REPUBLIKA.CO.ID, JAKARTA -- Kepala Badan Tenaga Nuklir Nasional (BATAN), Prof. DR. Djarot Wisnubroto mengatakan, membangun Pembangkit Listrik Tenaga Nuklir (PLTN) memang membutuhkan biaya mahal tetapi produk yang dihasilkan yakni listrik lebih murah dari bahan bakar fosil.
''Biaya sangat variatif. Misalnya di Uni Emirat Arab, biaya untuk membangun PLTN mencapai Rp 50 triliun,'' ujar Djarot di Jakarta, Selasa (16/6). Akan tetapi, sambung dia, ada juga PLTN berbiaya murah.

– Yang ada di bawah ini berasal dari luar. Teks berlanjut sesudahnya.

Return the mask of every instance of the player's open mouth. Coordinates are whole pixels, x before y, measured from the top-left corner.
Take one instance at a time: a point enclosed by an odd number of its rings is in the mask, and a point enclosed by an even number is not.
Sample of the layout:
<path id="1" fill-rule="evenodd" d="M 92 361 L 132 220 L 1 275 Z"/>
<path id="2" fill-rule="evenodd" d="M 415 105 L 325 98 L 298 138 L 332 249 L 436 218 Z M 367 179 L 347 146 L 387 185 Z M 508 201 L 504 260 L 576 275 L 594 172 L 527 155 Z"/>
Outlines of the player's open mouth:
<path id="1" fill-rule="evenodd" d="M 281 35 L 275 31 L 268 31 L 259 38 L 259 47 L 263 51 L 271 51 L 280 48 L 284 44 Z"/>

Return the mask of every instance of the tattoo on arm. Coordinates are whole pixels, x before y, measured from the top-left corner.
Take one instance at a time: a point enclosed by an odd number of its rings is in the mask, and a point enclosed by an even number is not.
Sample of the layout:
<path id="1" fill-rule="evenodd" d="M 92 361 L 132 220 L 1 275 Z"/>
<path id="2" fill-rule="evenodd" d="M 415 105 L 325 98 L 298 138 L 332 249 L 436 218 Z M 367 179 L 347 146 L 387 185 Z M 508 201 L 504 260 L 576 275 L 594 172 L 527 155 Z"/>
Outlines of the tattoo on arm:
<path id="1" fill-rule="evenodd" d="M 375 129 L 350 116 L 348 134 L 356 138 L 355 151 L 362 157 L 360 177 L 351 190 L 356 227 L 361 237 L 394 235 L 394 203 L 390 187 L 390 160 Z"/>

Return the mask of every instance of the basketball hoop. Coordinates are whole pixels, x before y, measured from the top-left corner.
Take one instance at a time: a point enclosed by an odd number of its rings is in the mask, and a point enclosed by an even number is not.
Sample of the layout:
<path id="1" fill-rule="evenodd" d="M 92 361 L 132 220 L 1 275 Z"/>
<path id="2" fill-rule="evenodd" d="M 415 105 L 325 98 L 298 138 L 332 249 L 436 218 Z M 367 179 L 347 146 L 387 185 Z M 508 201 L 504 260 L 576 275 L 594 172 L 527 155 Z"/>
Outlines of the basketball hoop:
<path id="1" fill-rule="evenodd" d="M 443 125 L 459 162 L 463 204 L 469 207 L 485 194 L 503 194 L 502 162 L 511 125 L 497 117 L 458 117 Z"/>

Menurut Djarot, pembangunan PLTN merupakan investasi jangka panjang, yang mana membutuhkan waktu sedikitnya 10 tahun. Energi nuklir dapat menyumbang 40 hingga 60 gigawatt untuk memenuhi energi listrik nasional. "Akan tetapi biaya produksi listrik lebih murah."
Nuklir, sambung dia, memang pilihan terakhir namun kepentingan energi melesat pesat. "Nuklir memang mahal, tapi harga listrik kompetitif," terang dia.
Nuklir juga sudah mempertimbangkan penambangan dan limbahnya. Disinggung mengenai lambannya pembangunan PLTN, Djarot mengatakan semua itu tergantung Presiden Joko Widodo.
"Presiden memang yang harus memutuskan, karena nuklir membutuhkan biaya besar dan jangka panjang," kata dia.
BATAN mengaku tak menutup mata mengenai kekhawatiran masyarakat terhadap nuklir. ''Memang ada, tapi kita harus tahu tenaga ahli kita diakui internasional. Banyak tenaga ahli kita yang bekerja di lembaga internasional. Sebenarnya, kita siap dengan nuklir sejak 30 tahun yang lalu,'' kata dia.